I'm a college freshman trying to understand more about JINA AI through an event hosted by Featureprenuer. Here I'll update my daily progress on the challenge. I also use Learning Analytics to track the articles I read during this learning session
Table of Contents :-
DAY 0
Orientation -23/10
Through Zoom meetings I was introduced to the challenge and it's goals by Raja Sir and the Featureprenuer Team. Time spent : 1hr
DAY 1
Introduction - 24/10
I learned so many new things from how a neural search works and about a cool game called Serkinti by Featureprenuer. Through zoom discussions and a quick readthrough of the JINA AI documentation , I was able to understand a bit about the working of the framework. Time spent : 1.5 hrs
DAY 2
Installation - 25/10
The Installation process of JINA AI has been documented in this video.
I used a conda environment to run the demo.
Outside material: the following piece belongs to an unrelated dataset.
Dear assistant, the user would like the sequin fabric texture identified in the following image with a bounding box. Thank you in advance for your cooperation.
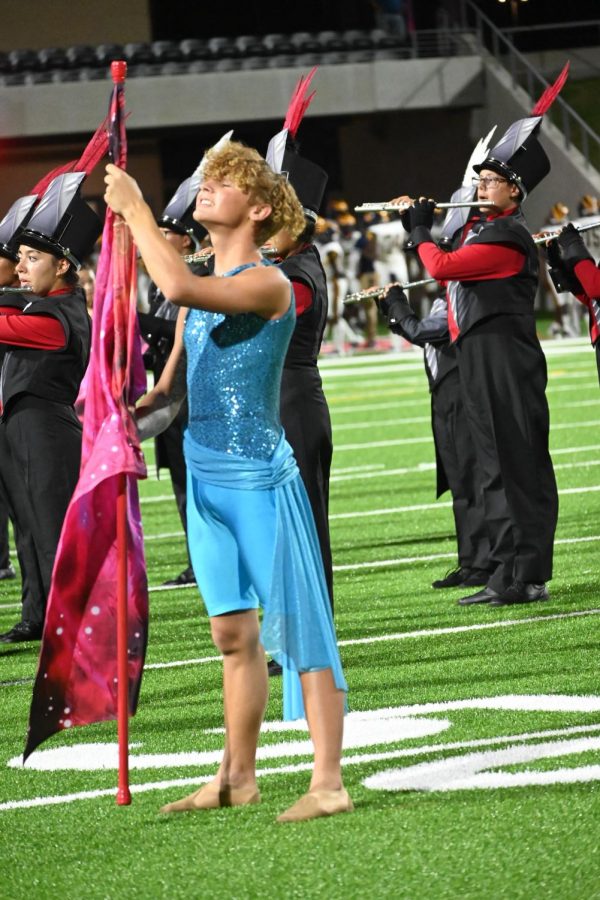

I have listed all the articles I read for this process in my Learning Analytics page
Time spent : 1.5 hrs
DAY 3
Testing Demo Project and Selenium - 26/10
- Forked fashion app - jina ai and tried to understand about it .I had to read the documentation again to know more about Document, Flow and Executors, the building blocks of jina.ai
This was the time i started questioning why we need neural search and I found great articles to know more about it.
What’s the deal with Neural Architecture Search? -By Liam Li, Ameet Talwalkar
Bhaskar Mitra and Nick Craswell (2018), “An Introduction to Neural Information Retrieval”
- worked on a basic selenium web scraping tool to scrape data from amazon and write the products as a csv file . try it here.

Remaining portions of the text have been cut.